Nota della Redazione
Della nuova serie di Bruno Santoro sulla scuola abbiamo già pubblicato:
– Di cosa parliamo quando parliamo di scuola (1) il 2 dicembre 2020
– E’ la scuola bellezza (2) il 29 dicembre 2020
Una sintetica scheda curriculare dell’Autore è in calce al primo dei due articoli citati
La Redazione
28 Maggio 2021 at 09:40
Proponiamo, per fornire un’ulteriore sfaccettatura sul fenomeno “dad” una lettera (e relativa risposta) dalla rubrica che Francesco Melo tiene quotidianamente su la Repubblica. Ripresa dal giornale odierno (28.05.2021)
“Posta e risposta” di Francesco Merlo
Ho 13 anni e vi racconto la mia vita in Dad
Caro Merlo, sono Francesco, ho 13 anni e frequento la seconda media. Ho passato più di un anno in Dad perché sono una “persona fragile”. Senza la Dad, la scuola probabilmente sarebbe stata chiusa, senza poter seguire le lezioni. Senza la Dad, avrei perso di vista i miei compagni. Senza la Dad, probabilmente, mi sarei ammalato molto più spesso. Grazie alla Dad, mia sorella minore è apparsa così tante volte in lezione che ormai la conoscono tutti e ci sono stati momenti di vita da casa vissuti in diretta, come se tutti fossimo in una grande famiglia. Quindi devo concludere che sono stato fortunato ad essere in Dad. La Dad mi ha anche fatto crescere, facendomi capire che le cose che si credevano scontate, diventano “preziose”, come la differenza tra fare un intervallo da solo o in gruppo, tra alzare la mano per dire la risposta a una domanda e cliccare un tasto del mouse sperando che la professoressa lo noti, tra fare una verifica difficile da solo e di fretta, e farla in classe potendo leggere negli occhi dei compagni se anche per loro è difficile. Ammetto però che quando sono in Dad, con gli altri miei compagni in presenza, non sento le loro battute e non capisco il motivo di alcune risate. Quando siamo tutti “a distanza”, tutti fermi a fissare lo schermo, immobili per ore, le battute non ci sono neanche. Sono problemi piccoli, lo so.
Problemi piccoli che, un giorno dopo l’altro, diventano sempre più grandi. Ed è difficile abituarsi. Quindi ad avere la Dad sono stato fortunato, lo so. La Dad mi ha fatto crescere, lo so. Ma, per favore, non chiedetemi se sono felice.
Francesco Leardi — Segrate (Istituto Comprensivo Schweitzer, scuola Leopardi 2 E)
Caro Francesco, grazie della testimonianza.
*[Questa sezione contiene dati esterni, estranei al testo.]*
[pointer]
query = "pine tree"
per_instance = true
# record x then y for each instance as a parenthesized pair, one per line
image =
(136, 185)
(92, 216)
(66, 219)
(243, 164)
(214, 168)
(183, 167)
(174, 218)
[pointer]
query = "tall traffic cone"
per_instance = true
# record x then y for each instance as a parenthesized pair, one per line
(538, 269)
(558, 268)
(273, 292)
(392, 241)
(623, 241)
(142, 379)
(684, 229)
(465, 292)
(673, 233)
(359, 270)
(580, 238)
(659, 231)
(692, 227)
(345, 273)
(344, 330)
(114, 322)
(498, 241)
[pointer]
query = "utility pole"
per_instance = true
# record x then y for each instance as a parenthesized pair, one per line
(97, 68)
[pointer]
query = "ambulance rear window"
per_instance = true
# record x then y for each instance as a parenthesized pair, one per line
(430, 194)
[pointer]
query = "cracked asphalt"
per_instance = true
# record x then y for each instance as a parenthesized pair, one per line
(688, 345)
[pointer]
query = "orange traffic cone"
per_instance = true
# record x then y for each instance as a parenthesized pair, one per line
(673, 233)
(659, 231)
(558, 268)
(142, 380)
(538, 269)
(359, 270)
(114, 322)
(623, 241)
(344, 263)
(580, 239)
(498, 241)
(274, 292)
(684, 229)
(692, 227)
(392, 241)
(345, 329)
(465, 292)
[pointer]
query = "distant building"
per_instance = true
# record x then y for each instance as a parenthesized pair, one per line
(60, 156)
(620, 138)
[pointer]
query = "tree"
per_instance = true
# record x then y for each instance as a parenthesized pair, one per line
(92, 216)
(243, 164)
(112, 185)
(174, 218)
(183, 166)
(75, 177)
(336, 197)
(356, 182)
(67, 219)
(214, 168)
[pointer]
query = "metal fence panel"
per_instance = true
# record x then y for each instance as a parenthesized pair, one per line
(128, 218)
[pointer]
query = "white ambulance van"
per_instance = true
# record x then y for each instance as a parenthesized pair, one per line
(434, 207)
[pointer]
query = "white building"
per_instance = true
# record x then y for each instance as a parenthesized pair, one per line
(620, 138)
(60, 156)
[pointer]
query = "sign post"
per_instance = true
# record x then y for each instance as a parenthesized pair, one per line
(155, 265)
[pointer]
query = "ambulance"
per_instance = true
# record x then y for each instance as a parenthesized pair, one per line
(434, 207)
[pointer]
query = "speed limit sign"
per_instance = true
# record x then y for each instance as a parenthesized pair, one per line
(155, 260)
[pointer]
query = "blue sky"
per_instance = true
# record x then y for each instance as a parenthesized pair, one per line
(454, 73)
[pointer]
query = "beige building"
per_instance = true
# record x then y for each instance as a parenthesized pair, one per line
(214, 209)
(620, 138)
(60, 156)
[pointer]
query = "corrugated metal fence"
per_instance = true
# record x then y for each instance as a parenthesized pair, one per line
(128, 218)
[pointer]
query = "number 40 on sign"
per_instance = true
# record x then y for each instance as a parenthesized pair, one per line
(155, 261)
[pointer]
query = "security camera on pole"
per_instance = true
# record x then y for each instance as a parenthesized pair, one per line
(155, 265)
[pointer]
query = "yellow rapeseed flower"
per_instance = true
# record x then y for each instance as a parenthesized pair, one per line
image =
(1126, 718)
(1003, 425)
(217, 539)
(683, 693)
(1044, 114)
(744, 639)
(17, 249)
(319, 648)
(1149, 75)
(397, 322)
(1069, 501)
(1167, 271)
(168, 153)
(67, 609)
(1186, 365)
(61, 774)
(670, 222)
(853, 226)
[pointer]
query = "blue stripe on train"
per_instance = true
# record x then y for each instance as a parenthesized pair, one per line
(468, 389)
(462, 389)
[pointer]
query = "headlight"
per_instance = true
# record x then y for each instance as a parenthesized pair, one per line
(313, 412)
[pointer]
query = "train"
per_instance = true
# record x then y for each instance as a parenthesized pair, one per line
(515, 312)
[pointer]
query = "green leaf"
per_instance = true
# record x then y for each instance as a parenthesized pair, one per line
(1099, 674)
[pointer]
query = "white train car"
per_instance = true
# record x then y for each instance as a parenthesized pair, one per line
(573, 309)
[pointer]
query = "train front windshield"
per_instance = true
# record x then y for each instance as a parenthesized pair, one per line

Alcuni sapientoni raccontano che app, display, microfoni, videocamere e chat hanno fatto star male proprio i ragazzi come te che con quegli strumenti vivono sin dalla nascita. Li chiamano pomposamente malesseri da iperconnessione, evocano l’insicurezza, l’ansia e persino il panico. La tua lettera li smentisce: trasferiscono in voi ragazzi i loro disturbi di anziani e ci costruiscono sociologismi e astruserie ideologiche. E invece sei tu a insegnare loro che la Dad è stata la vostra fortuna in questa pandemia, vi ha fatto crescere nonostante l’isolamento, regalandovi anche un’inaspettata allegria con quelle immagini di vita casalinga messa in comune, la tua sorellina che l’insegnante non ha trattato da intrusa ma da folletto benefico, l’idea divertita della grande famiglia… I comici hanno scherzato sulla Dad con i letti in secondo piano e il ron ron di case ancora mezzo addormentate durante le lezioni di Italiano, ma nella virtualità quelli erano i momenti in cui la realtà tornava a riscaldare i cuori. Meglio di te nessuno lo ha capito. E meglio di te nessuno ha capito perché la Dad non basta: mancano i sorrisi, gli sguardi, le battute, quello scambio di segnali quasi impercettibili di solidarietà con i compagni e di sfida con l’insegnante. Ti è mancato non il rapporto fisico, ma “quel” rapporto fisico che è fatto di amicizia e di seduzione e forse, qualche volta, è la felicità. Io non so cos’è la felicità e non starò qui a farti le prediche su un argomento che da secoli impegna filosofi e poeti. Accetto la tua lezione: senza il contatto fisico con gli altri non c’è felicità, ma quello il virus l’aveva negato a tutti.